Nachdem seine Eltern vor vielen Jahren zum Studieren nach Hamburg gezogen waren und ihren in der Hansestadt geborenen Sohn Steven schließlich in Billstedt großzogen, freut sich der Nachwuchstorhüter nun, den Kreis zum Heimatland seiner Familie, in dem immer noch viele Verwandte und Bekannte leben, schließen zu können. „Das war für mich der schönste Moment: Den Stolz meiner Eltern zu sehen, als ich die Einladung erhalten habe. Die beiden waren so glücklich, dass ich für ihr Land spielen darf. Dieses Gefühl hat auch mich sofort gepackt, deshalb habe ich gar nicht lange überlegt, sondern direkt zugesagt.“ Und das, obwohl der Nachwuchstorhüter weder zum Trainerteam noch zu seinen Mitspielern im Vorfeld einen direkten oder persönlichen Kontakt hatte. Die Aufregung, die ihn im Flugzeug nach Antalya begleitete, legte sich aber vor Ort schnell, als sich bereits beim ersten Abendessen eine ausgelassene Stimmung und ein enges Teamgefüge herauskristallisierten. „Alles ist sehr familiär, viele Spieler kennen die Familien der anderen und sind eng miteinander verbunden.
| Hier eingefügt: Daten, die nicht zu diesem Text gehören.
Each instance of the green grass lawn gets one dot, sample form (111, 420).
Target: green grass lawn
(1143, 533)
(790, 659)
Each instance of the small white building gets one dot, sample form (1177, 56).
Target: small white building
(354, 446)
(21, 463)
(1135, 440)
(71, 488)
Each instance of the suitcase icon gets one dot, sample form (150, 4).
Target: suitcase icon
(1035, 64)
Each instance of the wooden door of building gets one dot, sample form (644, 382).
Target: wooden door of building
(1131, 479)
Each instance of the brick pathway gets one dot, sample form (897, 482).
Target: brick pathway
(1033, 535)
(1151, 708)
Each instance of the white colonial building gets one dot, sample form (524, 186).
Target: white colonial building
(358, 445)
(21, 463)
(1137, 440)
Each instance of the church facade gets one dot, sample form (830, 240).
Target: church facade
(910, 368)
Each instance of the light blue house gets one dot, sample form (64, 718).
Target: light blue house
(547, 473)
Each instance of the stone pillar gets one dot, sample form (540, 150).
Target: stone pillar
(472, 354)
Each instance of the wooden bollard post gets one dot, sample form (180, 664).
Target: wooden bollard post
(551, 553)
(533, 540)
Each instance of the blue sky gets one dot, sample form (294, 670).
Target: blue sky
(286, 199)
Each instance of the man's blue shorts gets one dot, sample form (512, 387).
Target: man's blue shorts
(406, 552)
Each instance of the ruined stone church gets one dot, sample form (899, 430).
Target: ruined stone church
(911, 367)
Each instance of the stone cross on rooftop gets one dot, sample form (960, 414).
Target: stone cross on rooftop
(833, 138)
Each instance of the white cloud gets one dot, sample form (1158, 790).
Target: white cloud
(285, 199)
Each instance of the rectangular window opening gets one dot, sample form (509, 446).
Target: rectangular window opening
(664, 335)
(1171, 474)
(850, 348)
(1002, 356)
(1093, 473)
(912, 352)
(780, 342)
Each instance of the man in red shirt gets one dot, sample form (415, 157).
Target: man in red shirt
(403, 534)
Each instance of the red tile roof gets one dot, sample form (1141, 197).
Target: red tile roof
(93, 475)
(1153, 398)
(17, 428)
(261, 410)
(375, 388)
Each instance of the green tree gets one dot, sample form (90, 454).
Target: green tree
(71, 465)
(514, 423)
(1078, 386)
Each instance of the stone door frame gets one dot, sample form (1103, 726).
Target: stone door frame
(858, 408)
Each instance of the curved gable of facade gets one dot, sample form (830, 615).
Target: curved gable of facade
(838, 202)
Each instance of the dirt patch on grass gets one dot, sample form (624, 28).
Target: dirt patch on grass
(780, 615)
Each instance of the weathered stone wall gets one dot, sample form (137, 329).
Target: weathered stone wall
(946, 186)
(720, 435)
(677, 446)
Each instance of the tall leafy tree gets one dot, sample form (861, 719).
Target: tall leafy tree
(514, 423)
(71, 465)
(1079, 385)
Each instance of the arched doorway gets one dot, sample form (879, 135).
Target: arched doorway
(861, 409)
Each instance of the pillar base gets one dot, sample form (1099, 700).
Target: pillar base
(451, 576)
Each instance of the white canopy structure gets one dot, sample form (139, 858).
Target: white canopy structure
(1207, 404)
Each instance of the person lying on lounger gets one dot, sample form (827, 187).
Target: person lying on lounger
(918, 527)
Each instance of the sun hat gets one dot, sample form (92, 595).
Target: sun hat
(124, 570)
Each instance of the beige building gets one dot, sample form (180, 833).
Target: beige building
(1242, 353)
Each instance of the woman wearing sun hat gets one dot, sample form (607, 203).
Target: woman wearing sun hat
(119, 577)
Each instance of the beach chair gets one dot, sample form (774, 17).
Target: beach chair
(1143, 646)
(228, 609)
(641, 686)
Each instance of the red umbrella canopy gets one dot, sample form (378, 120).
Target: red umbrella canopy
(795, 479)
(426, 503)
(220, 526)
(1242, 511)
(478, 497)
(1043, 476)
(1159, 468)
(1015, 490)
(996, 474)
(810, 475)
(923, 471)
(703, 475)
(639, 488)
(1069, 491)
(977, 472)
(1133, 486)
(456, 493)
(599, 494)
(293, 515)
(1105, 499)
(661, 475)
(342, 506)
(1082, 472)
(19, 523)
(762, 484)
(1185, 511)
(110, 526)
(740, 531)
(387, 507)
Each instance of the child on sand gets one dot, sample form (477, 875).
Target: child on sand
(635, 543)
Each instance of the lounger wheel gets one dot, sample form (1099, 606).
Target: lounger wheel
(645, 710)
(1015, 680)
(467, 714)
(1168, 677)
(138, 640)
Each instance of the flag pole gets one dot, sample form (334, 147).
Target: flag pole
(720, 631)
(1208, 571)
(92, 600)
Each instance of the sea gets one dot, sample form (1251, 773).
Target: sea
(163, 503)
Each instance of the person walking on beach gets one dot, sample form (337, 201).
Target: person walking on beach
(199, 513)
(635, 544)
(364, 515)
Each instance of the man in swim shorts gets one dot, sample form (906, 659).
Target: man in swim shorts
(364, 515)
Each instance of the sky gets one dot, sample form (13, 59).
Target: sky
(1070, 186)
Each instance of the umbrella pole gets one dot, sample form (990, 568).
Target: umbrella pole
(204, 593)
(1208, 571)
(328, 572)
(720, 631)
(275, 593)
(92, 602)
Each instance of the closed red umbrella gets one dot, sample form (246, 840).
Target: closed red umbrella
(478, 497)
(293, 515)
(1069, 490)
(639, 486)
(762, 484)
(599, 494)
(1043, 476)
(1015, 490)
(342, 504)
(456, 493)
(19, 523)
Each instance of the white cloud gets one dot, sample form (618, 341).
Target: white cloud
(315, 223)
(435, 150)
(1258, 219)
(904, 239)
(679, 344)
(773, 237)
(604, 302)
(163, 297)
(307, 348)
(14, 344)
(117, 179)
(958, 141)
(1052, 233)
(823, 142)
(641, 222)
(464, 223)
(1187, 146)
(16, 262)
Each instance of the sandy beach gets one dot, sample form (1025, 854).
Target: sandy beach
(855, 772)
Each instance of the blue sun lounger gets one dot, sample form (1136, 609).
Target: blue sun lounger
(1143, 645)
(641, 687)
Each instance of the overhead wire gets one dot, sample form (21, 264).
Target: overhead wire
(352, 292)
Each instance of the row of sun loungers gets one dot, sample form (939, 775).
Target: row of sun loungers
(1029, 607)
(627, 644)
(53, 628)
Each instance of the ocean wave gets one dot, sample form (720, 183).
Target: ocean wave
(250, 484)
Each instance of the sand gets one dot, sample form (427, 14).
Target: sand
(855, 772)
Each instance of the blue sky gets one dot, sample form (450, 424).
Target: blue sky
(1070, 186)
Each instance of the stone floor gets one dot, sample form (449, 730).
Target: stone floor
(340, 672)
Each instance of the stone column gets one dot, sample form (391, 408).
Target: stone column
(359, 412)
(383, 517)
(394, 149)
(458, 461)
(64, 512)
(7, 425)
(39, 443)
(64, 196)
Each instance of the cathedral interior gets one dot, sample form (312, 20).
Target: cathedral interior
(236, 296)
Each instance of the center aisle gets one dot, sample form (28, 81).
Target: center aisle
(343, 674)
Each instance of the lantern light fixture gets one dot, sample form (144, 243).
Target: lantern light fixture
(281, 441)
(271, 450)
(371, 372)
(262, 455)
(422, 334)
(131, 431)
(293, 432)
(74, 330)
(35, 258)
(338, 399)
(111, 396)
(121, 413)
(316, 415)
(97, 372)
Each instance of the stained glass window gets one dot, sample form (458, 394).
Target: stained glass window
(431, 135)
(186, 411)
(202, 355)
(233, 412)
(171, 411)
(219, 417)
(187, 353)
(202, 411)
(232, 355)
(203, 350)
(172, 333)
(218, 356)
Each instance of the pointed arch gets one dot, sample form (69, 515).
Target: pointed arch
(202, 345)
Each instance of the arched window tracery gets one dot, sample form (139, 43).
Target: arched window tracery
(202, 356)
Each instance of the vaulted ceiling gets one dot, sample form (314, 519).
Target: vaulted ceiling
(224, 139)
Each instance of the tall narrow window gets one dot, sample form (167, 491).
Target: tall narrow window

Das ist ein schönes Miteinander“, beschreibt Mensah.
Steven Mensah wechselte vor mehr als zehn Jahren in das Nachwuchsleistungszentrum des HSV und gilt als eines der größten aktuellen Torwarttalente im Campus.
Gegen die U23 Tadschikistans feierte Mensah (m.) seine Nationalmannschaftspremiere für Togo und hielt den Kasten ebenso wie gegen Malawis U23 sauber.
Etwas länger hingegen hat der Schlussmann gebraucht, um sich an die Gangart auf dem Platz zu gewöhnen, die sich insbesondere auf der Position des Torhüters deutlich von der Ausrichtung beim HSV unterscheidet. Während das Torwarttrainerteam am Volksparkstadion von seinen Keepern eine aktive Beteiligung am Spielgeschehen erwartet, ist das Verständnis in der Nationalmannschaft ein anderes: „Der Torhüter ist dort schlicht dafür da, sein Tor sauber zu halten. Er ist im Fünfmeterraum und auf der Linie gefordert. Aber er nimmt nicht am Spielaufbau teil, ist nicht als Anspielposition oder zusätzlicher Feldspieler vorgesehen. Darauf musste ich mich im ersten Spiel einstellen“, sagt Mensah. Und wie es nun weitergeht? Das kann der Keeper selbst noch nicht zu 100 Prozent beantworten, auch wenn sein Fazit des Lehrgangs positiv ausfällt: „Ich wünsche mir natürlich, dass das nicht der letzte war. Ende Mai steht der Lehrgang für die Qualifikation für den Afrika-Cup an, da hoffe ich, wieder dabei sein zu dürfen. Bis dahin haben wir mit der U19 noch wichtige Ligaspiele vor uns, auch die U21-Saion geht noch bis Mitte Mai. Darauf konzentriere ich mich. Alles andere sehen wir danach.“ Sagt’s und macht sich auf in Richtung Trainingsplatz, den Fokus schon wieder in Gänze auf die anstehende Einheit gerichtet.